Pilgrims from around the world visited the Church of the Holy Sepulcher in Jerusalem's Old City, as Pope John Paul II was laid to rest. For Thomas Chang of Taiwan, it was a moment to reflect on the pope's life.

"I like him, because he really was not staying just in the Vatican, but actually went out to see the people and, you know, spread the gospels,"  he said.

Others are looking ahead. "We would pray that a great spiritual man will be elected and have a new pope who loves peace and [has a] love for humanity," Sam Yoo of South Korea told VOA.

Ibrahim Zarour, a Muslim gatekeeper at the church, remembers the pope's historic pilgrimage to the Holy Land five years ago.

"He never looked at people as Muslim, or as a Jewish or as Christian," said Ibrahim Zarour. "He always wanted everybody to be with everybody, and everybody to live with everybody."

During his pilgrimage, the pope asked the Jewish people for forgiveness for centuries of persecution by the Catholic Church. And that won the hearts of Israelis. Israel's former Chief Rabbi Yisrael Meir Lau is a Holocaust survivor, who met the pope five times.

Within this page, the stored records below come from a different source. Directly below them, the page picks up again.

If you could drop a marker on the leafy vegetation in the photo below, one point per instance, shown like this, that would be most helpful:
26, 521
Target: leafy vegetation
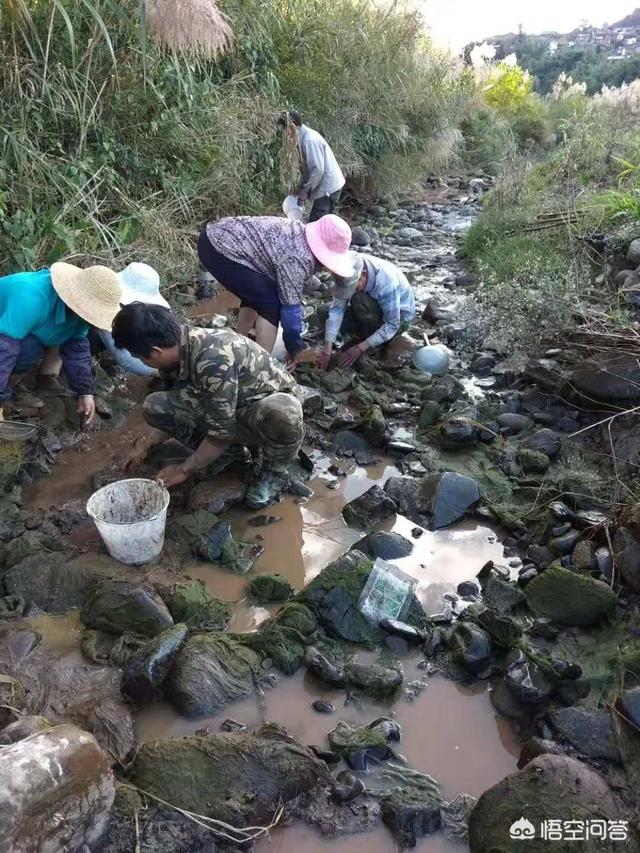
114, 147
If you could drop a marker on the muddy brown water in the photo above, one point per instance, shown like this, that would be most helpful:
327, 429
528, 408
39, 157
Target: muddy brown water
449, 731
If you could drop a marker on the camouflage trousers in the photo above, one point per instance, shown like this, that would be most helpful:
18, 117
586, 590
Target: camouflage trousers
273, 428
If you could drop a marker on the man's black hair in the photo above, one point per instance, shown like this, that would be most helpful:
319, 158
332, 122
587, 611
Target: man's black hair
139, 328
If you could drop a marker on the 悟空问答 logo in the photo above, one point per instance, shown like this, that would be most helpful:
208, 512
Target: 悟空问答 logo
522, 829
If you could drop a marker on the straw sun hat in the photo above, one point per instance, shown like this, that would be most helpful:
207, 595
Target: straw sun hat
93, 293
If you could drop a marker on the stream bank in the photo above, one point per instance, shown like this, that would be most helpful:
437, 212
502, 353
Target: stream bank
506, 659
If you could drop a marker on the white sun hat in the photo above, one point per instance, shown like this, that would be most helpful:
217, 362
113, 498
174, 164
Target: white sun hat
141, 283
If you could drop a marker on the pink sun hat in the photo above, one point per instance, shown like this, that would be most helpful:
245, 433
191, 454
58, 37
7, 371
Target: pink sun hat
329, 239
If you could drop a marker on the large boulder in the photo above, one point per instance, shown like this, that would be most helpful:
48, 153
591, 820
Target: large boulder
56, 791
370, 509
239, 778
210, 671
570, 599
121, 606
55, 584
447, 497
551, 787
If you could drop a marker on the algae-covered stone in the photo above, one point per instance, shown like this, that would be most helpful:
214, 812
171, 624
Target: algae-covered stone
121, 606
374, 426
269, 589
371, 508
551, 787
359, 745
373, 679
146, 670
412, 812
570, 599
210, 671
193, 605
284, 638
240, 778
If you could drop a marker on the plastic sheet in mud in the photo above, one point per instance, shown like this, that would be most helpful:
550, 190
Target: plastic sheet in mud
387, 593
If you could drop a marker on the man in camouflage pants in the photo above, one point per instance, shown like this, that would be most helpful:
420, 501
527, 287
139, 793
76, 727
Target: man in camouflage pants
225, 390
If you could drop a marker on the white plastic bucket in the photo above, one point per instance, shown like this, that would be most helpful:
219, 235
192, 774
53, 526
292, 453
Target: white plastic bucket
292, 209
130, 516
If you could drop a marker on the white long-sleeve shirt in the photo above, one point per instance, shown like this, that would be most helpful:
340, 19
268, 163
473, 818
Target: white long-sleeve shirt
389, 286
321, 174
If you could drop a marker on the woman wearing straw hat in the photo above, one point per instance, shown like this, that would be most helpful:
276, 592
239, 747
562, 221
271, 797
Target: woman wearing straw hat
139, 283
267, 261
54, 308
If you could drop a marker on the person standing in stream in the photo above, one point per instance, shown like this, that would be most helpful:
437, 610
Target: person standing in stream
267, 261
373, 305
225, 390
321, 177
45, 318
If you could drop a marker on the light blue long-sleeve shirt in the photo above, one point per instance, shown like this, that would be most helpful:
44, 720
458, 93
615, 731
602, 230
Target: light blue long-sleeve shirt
321, 174
389, 286
123, 357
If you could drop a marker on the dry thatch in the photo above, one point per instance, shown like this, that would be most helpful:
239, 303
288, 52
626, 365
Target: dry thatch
188, 26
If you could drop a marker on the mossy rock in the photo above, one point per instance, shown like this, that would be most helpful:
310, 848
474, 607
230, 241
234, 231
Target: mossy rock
269, 589
210, 671
551, 787
193, 605
570, 599
285, 637
239, 778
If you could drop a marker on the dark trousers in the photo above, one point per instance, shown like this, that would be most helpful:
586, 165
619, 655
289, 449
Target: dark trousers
325, 204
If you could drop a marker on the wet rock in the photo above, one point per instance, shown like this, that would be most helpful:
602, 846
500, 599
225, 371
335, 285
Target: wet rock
589, 730
374, 680
502, 596
469, 590
269, 589
334, 596
217, 494
323, 707
564, 545
239, 778
374, 426
412, 813
285, 637
312, 402
347, 787
533, 461
209, 672
528, 682
55, 584
470, 646
404, 631
219, 545
322, 668
609, 380
371, 508
66, 809
629, 704
146, 671
455, 432
387, 546
359, 746
430, 414
535, 747
22, 728
511, 423
570, 599
544, 441
121, 606
626, 549
193, 605
448, 496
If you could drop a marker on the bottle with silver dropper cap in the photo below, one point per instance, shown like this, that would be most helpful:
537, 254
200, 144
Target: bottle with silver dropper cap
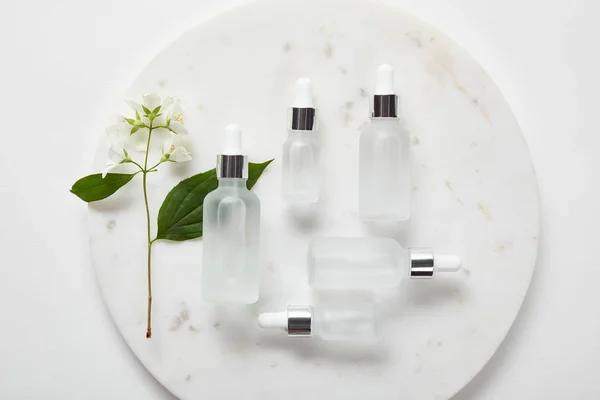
231, 227
350, 323
371, 263
384, 166
300, 151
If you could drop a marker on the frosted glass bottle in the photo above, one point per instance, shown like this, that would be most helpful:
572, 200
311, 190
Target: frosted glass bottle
371, 263
384, 165
352, 323
231, 229
300, 172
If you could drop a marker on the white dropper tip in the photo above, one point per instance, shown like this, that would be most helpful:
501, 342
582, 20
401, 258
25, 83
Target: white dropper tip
303, 93
273, 320
447, 263
385, 80
233, 140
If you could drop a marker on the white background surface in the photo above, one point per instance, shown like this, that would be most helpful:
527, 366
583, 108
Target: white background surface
63, 63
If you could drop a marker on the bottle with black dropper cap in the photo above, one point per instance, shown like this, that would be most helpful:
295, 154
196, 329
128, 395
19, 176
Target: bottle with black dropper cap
384, 166
300, 171
231, 230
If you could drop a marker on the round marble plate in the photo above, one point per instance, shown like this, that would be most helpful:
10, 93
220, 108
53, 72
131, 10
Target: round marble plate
474, 194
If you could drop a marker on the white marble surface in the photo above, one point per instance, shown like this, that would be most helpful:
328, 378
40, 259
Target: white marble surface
475, 194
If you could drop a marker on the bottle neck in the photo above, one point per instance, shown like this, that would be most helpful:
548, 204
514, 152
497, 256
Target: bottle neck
300, 134
237, 183
383, 120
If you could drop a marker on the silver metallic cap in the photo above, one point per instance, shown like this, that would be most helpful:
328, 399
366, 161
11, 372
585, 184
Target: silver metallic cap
421, 262
384, 106
300, 320
302, 118
232, 166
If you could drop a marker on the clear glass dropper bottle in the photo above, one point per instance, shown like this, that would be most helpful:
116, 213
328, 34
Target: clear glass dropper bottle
355, 323
371, 263
231, 230
300, 151
384, 165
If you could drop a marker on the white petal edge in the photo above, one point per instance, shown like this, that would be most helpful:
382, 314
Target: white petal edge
151, 101
180, 155
178, 128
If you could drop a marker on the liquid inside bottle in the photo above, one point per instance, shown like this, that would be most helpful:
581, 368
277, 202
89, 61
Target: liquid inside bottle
341, 323
371, 263
300, 168
355, 263
300, 172
384, 171
384, 165
231, 229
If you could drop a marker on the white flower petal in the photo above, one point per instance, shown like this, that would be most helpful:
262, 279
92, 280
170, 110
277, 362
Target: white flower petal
160, 120
116, 154
178, 128
167, 102
168, 144
180, 154
151, 101
138, 140
135, 106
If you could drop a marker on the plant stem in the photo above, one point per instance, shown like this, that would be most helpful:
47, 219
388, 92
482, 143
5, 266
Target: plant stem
145, 173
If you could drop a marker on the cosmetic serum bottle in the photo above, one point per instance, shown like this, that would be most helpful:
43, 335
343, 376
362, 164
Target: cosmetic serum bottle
231, 228
371, 263
300, 151
356, 323
384, 166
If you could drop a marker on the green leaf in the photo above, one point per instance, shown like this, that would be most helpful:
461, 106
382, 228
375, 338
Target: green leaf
94, 187
180, 216
255, 171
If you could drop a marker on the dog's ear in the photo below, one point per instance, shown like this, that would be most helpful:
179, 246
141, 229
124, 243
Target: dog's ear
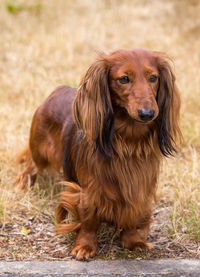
92, 108
168, 100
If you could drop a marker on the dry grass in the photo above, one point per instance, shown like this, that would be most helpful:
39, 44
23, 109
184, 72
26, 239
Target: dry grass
45, 43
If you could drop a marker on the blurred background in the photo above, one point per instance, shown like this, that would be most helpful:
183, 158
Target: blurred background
47, 43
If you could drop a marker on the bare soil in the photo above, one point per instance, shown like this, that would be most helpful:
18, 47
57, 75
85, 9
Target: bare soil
41, 243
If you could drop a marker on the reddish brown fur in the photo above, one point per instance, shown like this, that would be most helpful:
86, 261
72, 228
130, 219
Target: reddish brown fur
110, 155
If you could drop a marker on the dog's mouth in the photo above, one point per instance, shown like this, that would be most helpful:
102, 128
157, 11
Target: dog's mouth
146, 122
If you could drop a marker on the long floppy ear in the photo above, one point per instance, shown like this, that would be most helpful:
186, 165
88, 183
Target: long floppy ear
92, 108
168, 100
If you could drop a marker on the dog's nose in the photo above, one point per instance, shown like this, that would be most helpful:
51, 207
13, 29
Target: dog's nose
146, 114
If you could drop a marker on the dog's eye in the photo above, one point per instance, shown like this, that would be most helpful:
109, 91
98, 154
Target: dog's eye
153, 78
124, 80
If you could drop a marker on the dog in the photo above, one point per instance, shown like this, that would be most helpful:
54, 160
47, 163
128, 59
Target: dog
109, 137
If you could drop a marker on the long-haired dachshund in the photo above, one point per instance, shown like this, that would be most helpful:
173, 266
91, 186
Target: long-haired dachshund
109, 136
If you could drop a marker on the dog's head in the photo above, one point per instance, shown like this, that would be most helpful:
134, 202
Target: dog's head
141, 84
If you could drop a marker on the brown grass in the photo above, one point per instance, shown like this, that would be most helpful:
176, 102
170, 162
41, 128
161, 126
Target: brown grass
45, 43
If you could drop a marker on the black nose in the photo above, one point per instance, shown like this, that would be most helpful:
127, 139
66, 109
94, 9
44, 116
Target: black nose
146, 114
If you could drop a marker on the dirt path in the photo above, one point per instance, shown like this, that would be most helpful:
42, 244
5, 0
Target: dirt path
37, 241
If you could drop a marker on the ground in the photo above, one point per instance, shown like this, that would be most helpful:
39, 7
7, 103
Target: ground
42, 243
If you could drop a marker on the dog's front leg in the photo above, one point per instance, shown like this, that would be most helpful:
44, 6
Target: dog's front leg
86, 241
134, 240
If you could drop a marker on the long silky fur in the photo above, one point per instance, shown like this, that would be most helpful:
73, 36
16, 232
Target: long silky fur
119, 189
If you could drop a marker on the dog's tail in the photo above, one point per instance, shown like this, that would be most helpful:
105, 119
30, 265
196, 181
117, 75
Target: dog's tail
24, 155
70, 200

"He bridged the gap between nations, religions, races, countries," the Rabbi said.

Israeli Holocaust survivor Idit Tzirer recalls how she was saved by a young Polish seminarian in 1945, who later became Pope John Paul II. Just liberated from a Nazi labor camp at age 13, she was freezing and starving.

"He gave me hot tea and food, and then carried me on his back three miles to safety," Mrs. Tzirer told Israel Radio. "He appeared like an angel from heaven."